Diesen Leuten halte ich entgegen: es geht auch anders! Das Internet bietet ja sooooo viele alternative Möglichkeiten! Ja, es gibt professionelle Journalisten, die sich wie ich grämen, daß unsere Journalistische Landschaft so beschissen aussieht, wie sie nunmal ist. Auf der Seite der Initiative Nachrichtenaufklärung finden sich professionell recherchierte Nachrichten, die im Wust der Mainstream-Medien untergegangen sind. Ja, auch das ist alles andere als vollständig. Und vor allem teilweise so spannend wie ein Rennen zwischen Rudolf Scharping und Bata Illic. Thementechnisch könnte man hier deutlich nachlegen. Aber es ist ein guter Anfang. Vielleicht findet sich ja demnächst mehr von sowas.

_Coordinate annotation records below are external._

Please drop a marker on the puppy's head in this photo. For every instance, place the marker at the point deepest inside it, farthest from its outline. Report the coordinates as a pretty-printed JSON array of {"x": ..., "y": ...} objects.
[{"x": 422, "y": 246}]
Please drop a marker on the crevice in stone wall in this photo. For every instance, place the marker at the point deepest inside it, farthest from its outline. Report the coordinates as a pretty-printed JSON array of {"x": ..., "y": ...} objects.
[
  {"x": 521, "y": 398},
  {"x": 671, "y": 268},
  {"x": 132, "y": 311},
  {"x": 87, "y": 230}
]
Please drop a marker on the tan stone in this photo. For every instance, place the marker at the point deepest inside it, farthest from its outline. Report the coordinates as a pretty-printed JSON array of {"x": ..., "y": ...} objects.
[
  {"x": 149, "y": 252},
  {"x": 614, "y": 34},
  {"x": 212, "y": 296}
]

Dann noch als kurze Information in eigener Sache:

Jeder kennt diese Mails, die da so Subjects haben wie: “Sie haben gewonnen!” In den meisten Fällen landet das bei mir im Spam-Ordner. Diesmal hatte ich aber tatsächlich Glück. Beim Linux-Magazin habe ich tatächlich einen 8GB-USB-Stick gewonnen! HURRA! Komischerweise konnte ich mich gar nicht mehr dran erinnern, wann ich da teilgenommen hatte. Ich wette das liegt so lange zurück, daß der Stick in der Zwischenzeit 90% seines damaligen Wertes verloren hat. :)
Wie auch immer, das Linux-Magazin macht öfter solche Gewinnspiele und Ende letzten Jahres gab es das Winterrätsel. Zu gewinnen gab es einen EEE-PC (den ich übrigens in weiß beim Geizplaneten gesehen habe, weiß sieht ja dermaßen Scheiße aus, uah!) und so machte ich mich frisch ans Werk. Für einen EEE-PC tut man schließlich alles. Ich gab nach 7 von über 20 Fragen auf. Das war wirklich die Hölle. Ich überlegte mir, mich mit Ralf zusammenzutun, aber auch er war nicht wirklich gut vorangekommen. Irgendwie schien der Arbeitsaufwand dahinter so groß zu werden, daß man den EEE-PC auch gleich hätte kaufen können (also in Arbeitszeit umgerechnet). Wir ließen es sein und nun kommt die Härte: im aktüllen Linux-Magazin ist nicht nur die Auflösung, nein, es gab auch niemanden (!), der alle Fragen richtig beantworten konnte! Ein einziger kam bis auf eine Frage ran, der kriegt jetzt das Gerät. Ehrlich gesagt, ich find’s ja klasse. Das ist mal was völlig anderes als diese Bananenkacke, die man bei sonstigen “Glücksspielen” so sieht:

Wie heißt der Prinz von Wales mit Vornamen?
A: Charles, B: Klaus-Dieter, C: WerdieseAntwortwähltistdoof D: FickDich

“Äh, Herr Jauch, was würden Sie tun?” – “Puh, also vielleicht schon zu schwer für den Publikumsjoker, vielleicht erstmal 50:50, dann jemand anrufen und am Schluß erst das Publikum fragen. Schließlich sind wir schon bei der 50-Euro-Frage.”

Jedenfalls war das Winterrätsel sehr innovativ, ich denke, beim nächsten Mal werde ich mich auch etwas mehr anstrengen.